### This is the example from the breathPy paper - including sample preparation and imports

In [None]:
# handle imports
from urllib.request import urlretrieve
from shutil import move as file_move
import numpy as np
import pandas as pd
from pathlib import Path
from zipfile import ZipFile
import joblib

%matplotlib inline
import matplotlib.pyplot as plt
import seaborn as sns
from IPython.display import Image, display

from breathpy.generate_sample_data import generate_train_test_sets, generate_train_test_set_helper
from breathpy.model.BreathCore import (MccImsAnalysis, MccImsMeasurement, PredictionModel,
                              construct_default_parameters,
                              construct_default_processing_evaluation_steps,
                              construct_custom_processing_evaluation_dict)
from breathpy.model.ProcessingMethods import FeatureReductionMethod, PerformanceMeasure, GCMSPeakDetectionMethod, GCMSAlignmentMethod
REMOVE_PERCENTAGE_FEATURES = FeatureReductionMethod.REMOVE_PERCENTAGE_FEATURES
from breathpy.tools.tools import get_peax_binary_path
from breathpy.view.BreathVisualizations import ClusterPlot, HeatmapPlot, RocCurvePlot, BoxPlot, TreePlot, TimeSeriesPlot

# download example zip-archive
url = 'https://github.com/philmaweb/BreathAnalysis.github.io/raw/master/data/full_candy.zip'
zip_dst = Path("data/full_candy.zip")
dst_dir = Path("data/full_candy/")
dst_dir.mkdir(parents=True, exist_ok=True)
urlretrieve(url, zip_dst)

# unzip archive into data subdirectory
with ZipFile(zip_dst, "r") as archive_handle:
    archive_handle.extractall(Path(dst_dir))
    
# split into train and validation set - use 1/3 for validation
generate_train_test_sets(
        dir_full_set="data/full_candy/", 
        root_target_dir="data/", cross_val_num=3, seed=42)

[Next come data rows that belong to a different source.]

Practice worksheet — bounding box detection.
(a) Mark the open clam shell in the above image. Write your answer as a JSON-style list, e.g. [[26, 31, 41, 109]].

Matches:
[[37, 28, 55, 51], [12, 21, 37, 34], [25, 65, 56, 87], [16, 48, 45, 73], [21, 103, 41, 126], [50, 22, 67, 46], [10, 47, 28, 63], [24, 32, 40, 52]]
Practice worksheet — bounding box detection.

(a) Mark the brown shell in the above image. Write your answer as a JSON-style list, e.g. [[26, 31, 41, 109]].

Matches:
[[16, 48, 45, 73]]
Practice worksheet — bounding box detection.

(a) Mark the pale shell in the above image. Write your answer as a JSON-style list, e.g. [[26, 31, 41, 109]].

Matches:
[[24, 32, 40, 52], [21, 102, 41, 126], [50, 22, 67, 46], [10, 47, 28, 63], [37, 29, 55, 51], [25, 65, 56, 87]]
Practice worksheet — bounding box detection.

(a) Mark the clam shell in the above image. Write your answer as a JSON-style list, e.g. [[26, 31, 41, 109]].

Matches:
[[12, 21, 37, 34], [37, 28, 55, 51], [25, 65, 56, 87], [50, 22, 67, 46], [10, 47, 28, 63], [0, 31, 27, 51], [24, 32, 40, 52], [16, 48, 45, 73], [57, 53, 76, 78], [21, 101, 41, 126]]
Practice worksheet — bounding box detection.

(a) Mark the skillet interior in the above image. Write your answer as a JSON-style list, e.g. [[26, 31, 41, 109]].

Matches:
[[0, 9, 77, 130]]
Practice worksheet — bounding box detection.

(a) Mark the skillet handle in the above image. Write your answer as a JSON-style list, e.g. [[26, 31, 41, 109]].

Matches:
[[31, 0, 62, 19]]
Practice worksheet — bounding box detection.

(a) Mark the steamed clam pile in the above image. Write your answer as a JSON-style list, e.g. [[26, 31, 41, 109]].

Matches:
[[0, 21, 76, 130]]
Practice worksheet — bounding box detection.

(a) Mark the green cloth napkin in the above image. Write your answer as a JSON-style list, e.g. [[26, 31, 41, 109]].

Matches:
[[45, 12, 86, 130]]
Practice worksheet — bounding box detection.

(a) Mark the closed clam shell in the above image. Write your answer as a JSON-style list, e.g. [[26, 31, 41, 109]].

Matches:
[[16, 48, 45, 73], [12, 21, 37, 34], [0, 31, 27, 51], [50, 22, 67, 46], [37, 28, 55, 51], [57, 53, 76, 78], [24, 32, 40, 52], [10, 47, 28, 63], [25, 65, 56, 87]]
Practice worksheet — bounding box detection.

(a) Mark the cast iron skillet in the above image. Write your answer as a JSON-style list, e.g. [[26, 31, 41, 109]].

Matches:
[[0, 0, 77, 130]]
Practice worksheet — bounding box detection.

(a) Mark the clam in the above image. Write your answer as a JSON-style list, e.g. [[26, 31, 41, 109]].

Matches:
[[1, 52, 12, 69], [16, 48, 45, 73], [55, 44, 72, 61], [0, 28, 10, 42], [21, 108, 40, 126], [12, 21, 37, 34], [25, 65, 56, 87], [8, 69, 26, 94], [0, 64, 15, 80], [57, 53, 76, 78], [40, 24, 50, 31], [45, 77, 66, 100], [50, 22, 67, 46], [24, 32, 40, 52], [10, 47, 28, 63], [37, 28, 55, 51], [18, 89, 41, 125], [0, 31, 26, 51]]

# create default parameters for preprocessing and evaluation
d_params = construct_default_processing_evaluation_steps()
pre_steps,eval_params = d_params
# define Visualnow layer and  class_labels for analysis
vn_layer_path = Path("data/train_full_candy/candy_layer.xls")
train_class_label_dict_path = Path(
        "data/train_full_candy/candy_class_labels.csv")
# define directory for training and test set
train_dir = Path("data/train_full_candy/")
validation_dir = Path("data/test_full_candy/")
# read in raw mcc-ims measurements of training set
train_measurements = [MccImsMeasurement(fn) 
        for fn in sorted(train_dir.glob("*ims.csv"))]
# define analysis
ims_analysis = MccImsAnalysis(
        train_measurements, pre_steps, 
        performance_measure_parameters=eval_params,
        class_label_file=train_class_label_dict_path, 
        dataset_name="train_full_candy", 
        visualnow_layer_file=vn_layer_path,
        peax_binary_path=get_peax_binary_path())

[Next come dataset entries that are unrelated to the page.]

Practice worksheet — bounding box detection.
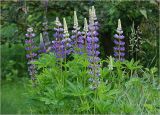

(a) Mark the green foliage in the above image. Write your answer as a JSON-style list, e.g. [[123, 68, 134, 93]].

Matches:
[[1, 44, 27, 80], [28, 54, 159, 114]]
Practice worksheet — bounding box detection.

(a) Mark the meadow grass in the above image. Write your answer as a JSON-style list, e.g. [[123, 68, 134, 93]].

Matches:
[[1, 80, 29, 114]]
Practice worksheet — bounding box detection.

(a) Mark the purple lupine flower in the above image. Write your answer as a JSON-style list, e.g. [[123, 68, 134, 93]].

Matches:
[[25, 28, 37, 85], [113, 19, 125, 61], [52, 17, 65, 58], [71, 11, 84, 54], [82, 18, 88, 53], [42, 16, 51, 50], [86, 7, 100, 90], [62, 18, 72, 56], [38, 33, 47, 54]]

# normalization, denoising and peak_detection for measurements
ims_analysis.preprocess_multicore(num_cores=6)
# align peak detection results
ims_analysis.align_peaks()
# apply feature reduction
ims_analysis.reduce_features(
        [REMOVE_PERCENTAGE_FEATURES])
# evaluate model performance using 3-fold cross-validation
ims_analysis.evaluate_performance()
# export results
ims_analysis.export_results_to_csv("results/data/train_full_candy")

# prediction - will use parameters and features from previous steps
predictionModel = PredictionModel(ims_analysis)
# read in validation  measurements
vm_fns = sorted(Path(validation_dir).glob("*ims.csv"))
validation_measurements = [MccImsMeasurement(fn) for fn in vm_fns]

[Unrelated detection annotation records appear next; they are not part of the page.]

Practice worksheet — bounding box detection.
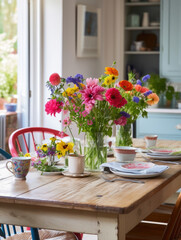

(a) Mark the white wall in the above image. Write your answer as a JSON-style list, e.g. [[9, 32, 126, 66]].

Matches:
[[31, 0, 117, 133]]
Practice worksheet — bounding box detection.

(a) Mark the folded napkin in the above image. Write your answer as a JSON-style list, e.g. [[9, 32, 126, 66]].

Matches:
[[101, 162, 169, 174]]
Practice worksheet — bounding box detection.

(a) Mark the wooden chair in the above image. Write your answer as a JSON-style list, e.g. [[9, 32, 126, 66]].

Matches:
[[9, 127, 68, 157], [9, 127, 83, 240], [126, 193, 181, 240]]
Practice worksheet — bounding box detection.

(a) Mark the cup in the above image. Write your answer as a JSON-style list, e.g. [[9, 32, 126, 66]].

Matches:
[[68, 154, 85, 174], [6, 157, 31, 180], [145, 135, 158, 148]]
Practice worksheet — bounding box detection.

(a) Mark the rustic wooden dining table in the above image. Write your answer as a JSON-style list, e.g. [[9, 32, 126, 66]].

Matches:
[[0, 139, 181, 240]]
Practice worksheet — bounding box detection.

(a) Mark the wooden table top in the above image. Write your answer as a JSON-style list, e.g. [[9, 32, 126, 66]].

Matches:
[[0, 140, 181, 216]]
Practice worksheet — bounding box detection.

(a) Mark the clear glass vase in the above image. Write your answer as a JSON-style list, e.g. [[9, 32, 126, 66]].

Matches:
[[116, 124, 133, 146], [84, 132, 107, 171]]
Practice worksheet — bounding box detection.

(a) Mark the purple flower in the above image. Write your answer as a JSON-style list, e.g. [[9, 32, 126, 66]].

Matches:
[[143, 90, 152, 97], [142, 74, 150, 82], [136, 79, 142, 86], [133, 96, 140, 103], [120, 111, 130, 118], [66, 74, 83, 87]]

# prediction - will use parameters and features from previous steps
predictionModel = PredictionModel(ims_analysis)
# read in validation  measurements
vm_fns = sorted(Path(validation_dir).glob("*ims.csv"))
validation_measurements = [MccImsMeasurement(fn) for fn in vm_fns]
# pre-processing and alignment for validation set and prediction
prediction = predictionModel.predict(validation_measurements, num_cores=6)